Durante décadas pasé a su lado. La casa gris de cuatro pisos. Imponente, señorial, con esa dignidad de casa Porfiriana perdida en una ciudad moderna. A su lado surgieron todo tipo de negocios, mientras generaciones de adolescentes desfilaban en el colegio de enfrente y consumían los productos de las tiendas que florecían y se marchitaban, en lenta sucesión, a su sombra.
La casona gris de tejados inclinados, tan ajena a la arquitectura de esta ciudad, con una chimenea sobresaliendo de su habitación más elevada. Luciendo sus viejas tejas de barro, de esas que se hacían sobre el reumático muslo del alfarero anónimo. Sus viejos ventanales de formas abovedadas, con algún cristal emplomado aún aferrado a los marcos de metal medio herrumbrado. Las piedras grabadas adornando los alféizares.
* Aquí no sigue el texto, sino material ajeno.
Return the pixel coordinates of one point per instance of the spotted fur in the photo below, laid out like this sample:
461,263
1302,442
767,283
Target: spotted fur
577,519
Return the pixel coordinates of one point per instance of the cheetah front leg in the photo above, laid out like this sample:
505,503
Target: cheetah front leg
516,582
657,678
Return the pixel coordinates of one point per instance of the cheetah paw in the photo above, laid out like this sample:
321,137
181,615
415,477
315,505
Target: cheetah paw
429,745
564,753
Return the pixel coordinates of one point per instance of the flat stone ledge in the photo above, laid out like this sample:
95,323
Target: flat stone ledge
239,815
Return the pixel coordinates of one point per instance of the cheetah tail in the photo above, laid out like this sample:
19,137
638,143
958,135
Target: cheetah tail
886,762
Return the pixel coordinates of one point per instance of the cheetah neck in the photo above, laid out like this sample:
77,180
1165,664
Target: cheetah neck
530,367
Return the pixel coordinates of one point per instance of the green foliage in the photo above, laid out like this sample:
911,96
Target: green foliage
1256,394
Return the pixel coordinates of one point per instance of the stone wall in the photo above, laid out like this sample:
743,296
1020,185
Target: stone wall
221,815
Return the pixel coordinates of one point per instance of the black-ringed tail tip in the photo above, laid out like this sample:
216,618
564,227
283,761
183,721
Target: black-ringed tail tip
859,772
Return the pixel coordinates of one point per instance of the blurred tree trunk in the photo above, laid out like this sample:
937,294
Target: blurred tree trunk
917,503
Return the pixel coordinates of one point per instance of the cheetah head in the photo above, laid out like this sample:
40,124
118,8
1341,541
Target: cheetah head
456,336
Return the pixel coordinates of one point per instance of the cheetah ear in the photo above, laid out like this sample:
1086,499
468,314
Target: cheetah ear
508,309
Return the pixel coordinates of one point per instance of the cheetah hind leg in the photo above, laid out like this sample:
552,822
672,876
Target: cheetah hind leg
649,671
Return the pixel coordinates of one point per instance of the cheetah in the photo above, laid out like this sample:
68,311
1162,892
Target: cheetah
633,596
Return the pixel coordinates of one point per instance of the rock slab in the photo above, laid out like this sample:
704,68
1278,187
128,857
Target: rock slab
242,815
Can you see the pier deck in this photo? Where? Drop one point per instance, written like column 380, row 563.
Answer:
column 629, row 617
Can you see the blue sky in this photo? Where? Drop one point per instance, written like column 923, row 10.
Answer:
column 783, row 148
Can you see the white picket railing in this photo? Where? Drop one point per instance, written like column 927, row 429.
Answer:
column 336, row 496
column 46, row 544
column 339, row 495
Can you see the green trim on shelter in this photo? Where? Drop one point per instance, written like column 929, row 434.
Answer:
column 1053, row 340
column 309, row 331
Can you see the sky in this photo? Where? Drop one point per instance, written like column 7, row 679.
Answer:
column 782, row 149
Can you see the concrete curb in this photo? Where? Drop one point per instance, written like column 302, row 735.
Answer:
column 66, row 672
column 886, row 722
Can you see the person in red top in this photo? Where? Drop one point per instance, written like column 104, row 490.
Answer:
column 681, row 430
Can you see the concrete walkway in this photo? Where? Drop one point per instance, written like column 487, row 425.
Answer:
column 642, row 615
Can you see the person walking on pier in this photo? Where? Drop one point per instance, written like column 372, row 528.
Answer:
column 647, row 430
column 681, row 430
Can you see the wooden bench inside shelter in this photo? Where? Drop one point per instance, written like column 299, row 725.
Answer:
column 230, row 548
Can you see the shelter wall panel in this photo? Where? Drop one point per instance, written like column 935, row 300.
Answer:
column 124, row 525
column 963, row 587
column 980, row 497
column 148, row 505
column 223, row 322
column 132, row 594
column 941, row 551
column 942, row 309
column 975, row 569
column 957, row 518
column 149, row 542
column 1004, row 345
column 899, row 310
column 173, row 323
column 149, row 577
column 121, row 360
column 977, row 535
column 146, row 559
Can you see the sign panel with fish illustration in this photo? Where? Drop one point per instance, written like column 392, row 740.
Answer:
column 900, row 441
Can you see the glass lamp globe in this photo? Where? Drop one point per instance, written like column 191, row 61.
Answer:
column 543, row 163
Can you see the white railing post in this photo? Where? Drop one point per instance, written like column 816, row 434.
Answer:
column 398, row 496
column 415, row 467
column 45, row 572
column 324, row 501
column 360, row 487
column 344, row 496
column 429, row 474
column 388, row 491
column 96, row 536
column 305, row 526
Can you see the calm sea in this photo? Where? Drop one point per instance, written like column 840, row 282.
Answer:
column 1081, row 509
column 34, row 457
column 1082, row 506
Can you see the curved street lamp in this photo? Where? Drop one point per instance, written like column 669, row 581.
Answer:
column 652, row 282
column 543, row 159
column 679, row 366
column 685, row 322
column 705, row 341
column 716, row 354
Casas y edificios se sucedieron a su alrededor, cambiando como las estaciones del año. Cambiante todo, menos la vieja casona. Hasta la semana pasada, que fue sitiada sin miramientos. Rodeada por una hueste desalmada que montó ante su fachada una valla metálica de anuncios para cubrir su agonía. Atacada por un ejército de obreros armados de picos y mazos se ha ido derrumbando poco a poco. Desde lo más oculto de su inmenso patio ha sido atacada y derruida, sin miramientos. Ahora sólo se ve el cascarón de la fachada, imponente pese a las inmensas heridas de mazo que muestran sus viejos tabiques rojos aferrándose aún a la estructura. Unos pocos centímetros de profundidad para espiar cómo era el interior de sus habitaciones, mientras camina uno por la avenida transversal y dobla la cabeza en ángulos imposibles.
Adiós, casa gris, escenario de historias nunca soñadas, de vidas que jamás conocimos, de secretos nunca imaginados. Adiós, agónica víctima del progreso; seguirás viviendo en el recuerdo de un estilo de vida que ya se fue.